Cotton embryogenesis: The entrance and discharge of the pollen tube in the embryo sac

Abstract
An analysis of the entrance and discharge of the pollen tube into the embryo sac of Gossypium hirsutum was made with the light and electron microscopes. The following sequence of events is seen in cotton: One of the two synergids begins to degenerate following pollination but before the pollen tube reaches the embryo sac. This degeneration is marked by the swelling and darkening of the organelle membranes, the collapse of the vacuoles, and the disappearance of the plasma membrane. Striking chemical changes accompany the structural degeneration. The pollen tube grows into the degenerating synergid through the filiform apparatus. The tube ceases growth while the tip is still in the synergid.

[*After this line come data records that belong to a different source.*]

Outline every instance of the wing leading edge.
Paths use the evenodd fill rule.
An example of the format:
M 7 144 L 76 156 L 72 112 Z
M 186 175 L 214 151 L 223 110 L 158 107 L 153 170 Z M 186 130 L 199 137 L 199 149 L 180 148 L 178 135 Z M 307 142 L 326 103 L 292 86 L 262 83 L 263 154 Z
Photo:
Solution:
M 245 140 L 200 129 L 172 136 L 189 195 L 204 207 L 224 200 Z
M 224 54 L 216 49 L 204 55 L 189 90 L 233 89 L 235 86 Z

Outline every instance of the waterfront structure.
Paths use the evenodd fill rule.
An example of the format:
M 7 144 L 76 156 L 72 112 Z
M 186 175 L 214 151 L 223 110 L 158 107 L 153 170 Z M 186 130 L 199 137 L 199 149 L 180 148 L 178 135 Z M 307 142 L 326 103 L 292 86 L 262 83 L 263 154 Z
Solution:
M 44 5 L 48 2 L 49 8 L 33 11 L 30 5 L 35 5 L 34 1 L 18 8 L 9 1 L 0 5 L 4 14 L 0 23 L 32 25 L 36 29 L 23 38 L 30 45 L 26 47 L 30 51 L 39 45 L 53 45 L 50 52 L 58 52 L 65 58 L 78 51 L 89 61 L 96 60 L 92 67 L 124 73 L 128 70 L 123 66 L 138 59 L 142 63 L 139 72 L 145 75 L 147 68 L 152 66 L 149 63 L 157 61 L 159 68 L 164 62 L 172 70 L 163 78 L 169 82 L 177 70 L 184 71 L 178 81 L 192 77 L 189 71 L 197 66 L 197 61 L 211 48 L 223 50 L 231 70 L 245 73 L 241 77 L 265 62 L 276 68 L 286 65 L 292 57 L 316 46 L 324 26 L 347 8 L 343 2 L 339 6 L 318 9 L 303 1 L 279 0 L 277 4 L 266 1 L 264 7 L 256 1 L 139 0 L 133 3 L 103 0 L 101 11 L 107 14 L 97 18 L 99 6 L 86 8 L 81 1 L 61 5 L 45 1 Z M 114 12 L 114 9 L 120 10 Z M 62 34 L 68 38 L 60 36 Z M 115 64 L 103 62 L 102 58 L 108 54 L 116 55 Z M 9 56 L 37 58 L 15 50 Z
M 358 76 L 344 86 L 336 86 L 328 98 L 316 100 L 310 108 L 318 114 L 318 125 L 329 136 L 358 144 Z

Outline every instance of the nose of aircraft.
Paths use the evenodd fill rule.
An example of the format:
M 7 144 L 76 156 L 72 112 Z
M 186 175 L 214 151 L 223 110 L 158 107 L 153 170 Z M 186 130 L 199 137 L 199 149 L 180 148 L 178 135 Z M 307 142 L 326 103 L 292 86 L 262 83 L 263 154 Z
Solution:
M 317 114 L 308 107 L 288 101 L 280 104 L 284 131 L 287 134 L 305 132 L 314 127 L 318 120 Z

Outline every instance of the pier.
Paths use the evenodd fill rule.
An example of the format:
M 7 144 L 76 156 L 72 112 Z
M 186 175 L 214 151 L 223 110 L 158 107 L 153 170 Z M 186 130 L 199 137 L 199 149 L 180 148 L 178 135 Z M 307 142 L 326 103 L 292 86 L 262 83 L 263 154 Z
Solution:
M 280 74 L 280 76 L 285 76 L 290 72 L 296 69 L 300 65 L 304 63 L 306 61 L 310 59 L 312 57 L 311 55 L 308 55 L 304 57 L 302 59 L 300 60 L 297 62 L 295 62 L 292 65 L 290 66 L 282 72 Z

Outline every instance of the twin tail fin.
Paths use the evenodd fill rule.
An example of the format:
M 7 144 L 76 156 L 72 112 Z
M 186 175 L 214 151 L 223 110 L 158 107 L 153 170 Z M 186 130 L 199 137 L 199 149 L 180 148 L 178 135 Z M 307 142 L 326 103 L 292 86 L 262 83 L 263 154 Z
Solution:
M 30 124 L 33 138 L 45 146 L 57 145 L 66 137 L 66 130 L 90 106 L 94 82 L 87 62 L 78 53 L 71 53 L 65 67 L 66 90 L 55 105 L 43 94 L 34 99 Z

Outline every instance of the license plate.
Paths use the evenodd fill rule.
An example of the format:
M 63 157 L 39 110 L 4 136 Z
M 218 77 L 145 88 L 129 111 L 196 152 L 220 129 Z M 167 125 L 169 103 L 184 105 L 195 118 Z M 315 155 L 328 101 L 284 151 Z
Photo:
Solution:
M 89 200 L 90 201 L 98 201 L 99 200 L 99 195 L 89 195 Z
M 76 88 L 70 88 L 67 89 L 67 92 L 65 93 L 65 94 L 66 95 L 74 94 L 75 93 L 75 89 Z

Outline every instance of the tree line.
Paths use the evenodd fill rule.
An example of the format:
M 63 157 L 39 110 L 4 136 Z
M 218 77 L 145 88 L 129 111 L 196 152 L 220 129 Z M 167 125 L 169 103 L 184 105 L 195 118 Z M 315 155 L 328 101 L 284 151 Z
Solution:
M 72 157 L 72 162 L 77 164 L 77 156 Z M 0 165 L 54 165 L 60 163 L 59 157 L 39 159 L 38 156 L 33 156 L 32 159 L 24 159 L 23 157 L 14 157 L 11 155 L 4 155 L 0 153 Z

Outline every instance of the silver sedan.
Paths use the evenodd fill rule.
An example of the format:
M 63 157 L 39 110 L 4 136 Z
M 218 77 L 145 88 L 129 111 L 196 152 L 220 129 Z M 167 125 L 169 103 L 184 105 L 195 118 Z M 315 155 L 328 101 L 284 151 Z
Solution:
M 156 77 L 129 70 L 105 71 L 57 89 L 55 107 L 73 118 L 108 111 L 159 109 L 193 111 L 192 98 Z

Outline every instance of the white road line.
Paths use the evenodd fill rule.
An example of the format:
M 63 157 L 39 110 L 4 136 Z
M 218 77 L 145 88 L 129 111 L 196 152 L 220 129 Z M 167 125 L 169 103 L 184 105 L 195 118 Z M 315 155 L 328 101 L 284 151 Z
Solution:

A pore develops on the chalazal side of the tube in a subterminal position. The pollen tube cytoplasm and the sperm are discharged into the degenerating synergid through the pore in the tube. Following discharge a plug forms at the pore. None of the discharge leaves the synergid except the sperm nuclei which enter the egg or central cell directly from the synergid. The X-bodies present in the synergid are the remains of the sperm cytoplasm. The data stress the importance of the degenerating synergid in pollen tube discharge and the entrance of the sperm nuclei into the egg and central cell. A hypothesis is presented to explain the passage of the sperm nuclei into the egg and central cell. The data show clearly that the pollen tube does not destroy the synergid it enters, and that the degenerating synergid following pollen-tube discharge is remarkably stable.